I see an interesting progression from “artistic videos” to “physics representations”. See the demo videos from the Genesis platform, a combined project across multiple labs that models physics and creates interactive 3D worlds from what it dreams up. When I first saw the video I thought “meh, looks faked”. Then I saw the labs behind it:

Oh. Oh indeed. If this is real, then this is going to be huge for 2025.

AI Hardware

All this talk about AI segways neatly into the topic of who is powering that AI? Mostly, NVidia.

It has been a good year for them. Their market cap is almost 12% of the US economy, and over 3% of the world economy. This has been driven mainly from the need for their GPUs for AI workloads. But will this change?

At its core, their dominance is due to the proprietary CUDA programming language - originally written for graphics processing (the “GP” in GPU), but repurposed for any parallel computing problem, like Monte Carlo simulations or machine learning/AI. CUDA is the dominant standard, but big tech is trying to displace them. July brought the Apple Intelligence model, which appears to have been trained on Google’s alternative TPU architecture. The other players aren’t ignoring this, with Amazon announcing their LLM-focused Trainium chip at re:Invent this year, and Meta similarly releasing their MTIA chips which uses OpenAI-backed Triton instead of CUDA.

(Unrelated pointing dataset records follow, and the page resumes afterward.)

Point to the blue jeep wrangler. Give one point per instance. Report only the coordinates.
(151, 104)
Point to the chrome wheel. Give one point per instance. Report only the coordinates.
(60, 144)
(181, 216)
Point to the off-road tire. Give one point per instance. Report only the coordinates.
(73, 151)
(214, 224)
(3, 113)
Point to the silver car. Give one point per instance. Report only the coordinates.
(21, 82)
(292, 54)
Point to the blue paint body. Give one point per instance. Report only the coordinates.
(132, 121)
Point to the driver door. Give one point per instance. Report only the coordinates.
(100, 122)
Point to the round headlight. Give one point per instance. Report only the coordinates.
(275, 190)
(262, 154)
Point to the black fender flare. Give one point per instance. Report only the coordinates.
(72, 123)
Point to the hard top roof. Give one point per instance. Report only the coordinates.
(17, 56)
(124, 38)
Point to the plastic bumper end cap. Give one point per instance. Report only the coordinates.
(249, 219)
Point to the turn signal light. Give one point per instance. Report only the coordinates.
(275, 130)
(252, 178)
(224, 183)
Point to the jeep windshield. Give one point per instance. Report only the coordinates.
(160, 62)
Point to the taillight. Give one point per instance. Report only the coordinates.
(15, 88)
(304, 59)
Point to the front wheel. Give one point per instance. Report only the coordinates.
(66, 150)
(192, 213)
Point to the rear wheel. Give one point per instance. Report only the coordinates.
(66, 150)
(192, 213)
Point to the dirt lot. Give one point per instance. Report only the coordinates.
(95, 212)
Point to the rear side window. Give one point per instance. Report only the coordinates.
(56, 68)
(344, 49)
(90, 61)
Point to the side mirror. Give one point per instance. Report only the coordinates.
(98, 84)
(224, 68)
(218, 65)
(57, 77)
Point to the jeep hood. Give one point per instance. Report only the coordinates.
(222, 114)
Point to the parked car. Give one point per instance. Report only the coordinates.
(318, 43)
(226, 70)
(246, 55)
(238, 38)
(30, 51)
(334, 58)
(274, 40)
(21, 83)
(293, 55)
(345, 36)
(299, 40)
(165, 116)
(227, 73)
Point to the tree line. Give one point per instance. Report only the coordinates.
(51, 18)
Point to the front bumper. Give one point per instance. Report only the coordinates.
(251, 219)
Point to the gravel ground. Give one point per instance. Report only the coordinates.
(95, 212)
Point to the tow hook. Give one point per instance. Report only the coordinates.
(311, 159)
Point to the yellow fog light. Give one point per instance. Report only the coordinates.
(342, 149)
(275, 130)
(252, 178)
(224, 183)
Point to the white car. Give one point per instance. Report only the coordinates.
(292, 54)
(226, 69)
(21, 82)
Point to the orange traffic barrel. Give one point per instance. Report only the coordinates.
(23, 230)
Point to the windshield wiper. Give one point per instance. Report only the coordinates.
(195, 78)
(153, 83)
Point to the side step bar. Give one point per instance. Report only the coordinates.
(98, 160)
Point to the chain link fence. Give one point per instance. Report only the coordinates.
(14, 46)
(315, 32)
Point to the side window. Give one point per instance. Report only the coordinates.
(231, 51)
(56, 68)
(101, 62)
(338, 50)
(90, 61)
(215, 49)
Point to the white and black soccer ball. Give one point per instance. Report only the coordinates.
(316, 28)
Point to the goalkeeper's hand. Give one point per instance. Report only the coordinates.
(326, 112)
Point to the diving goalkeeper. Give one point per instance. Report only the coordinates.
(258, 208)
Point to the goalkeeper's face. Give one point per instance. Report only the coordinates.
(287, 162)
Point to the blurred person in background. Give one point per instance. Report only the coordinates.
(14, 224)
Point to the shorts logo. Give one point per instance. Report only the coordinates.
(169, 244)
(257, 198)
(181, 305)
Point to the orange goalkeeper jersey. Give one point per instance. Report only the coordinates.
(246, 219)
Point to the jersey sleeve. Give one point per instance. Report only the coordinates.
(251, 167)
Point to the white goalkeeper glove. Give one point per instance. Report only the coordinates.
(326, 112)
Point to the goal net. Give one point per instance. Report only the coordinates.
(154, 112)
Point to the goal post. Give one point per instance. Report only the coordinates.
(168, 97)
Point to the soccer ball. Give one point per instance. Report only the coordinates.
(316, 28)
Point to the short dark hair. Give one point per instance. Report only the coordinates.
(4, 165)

An interesting nuance of the non-Nvidia approach is that training a model is one thing, but using the model (“inference”) is another. We are much less beholden to CUDA at the inference level, so as models mature and agentic usage becomes the battlefield, we’re likely to see Nvidia’s grip begin to soften. This is not financial advice 😉 💸.

The need for more and more powerful infrastructure requires bigger and bigger data centers to host them. These in turn need higher amounts of energy to power them; indeed, Zuck recently said that energy, not compute, will be the bottleneck to progress. That explains the announcements from Meta, Google, Microsoft, Amazon and Oracle that they’re getting into nuclear power!

Humanoid Robotics

With all the focus on AI, the revolution in humanoid robotics has gone relatively unnoticed by many: Boston Dynamic’s Atlas is no longer the only game in town (although this Atlas video is flippin’ amazing). China has come out swinging with Unitree's G1, EngineAI’s SE01 and Pudu’s D9 (although I find some of the videos a little too good to be true). The Figure 02’s hands are very impressive, featuring 16 degrees of freedom. And who can forget Tesla’s Optimus, or as Musk puts it, “the biggest product ever of any kind”.

1X’s NEO is Europe’s contribution to the contest, but I don’t know - there’s something that screams “home intruder” about that tracksuit. Even that is less creepy than Clone Robotic’s Westworld-like artificial muscles. However, the original Atlas is discontinued - I’m not ashamed to admit that this goodbye video brought a tear to my eye.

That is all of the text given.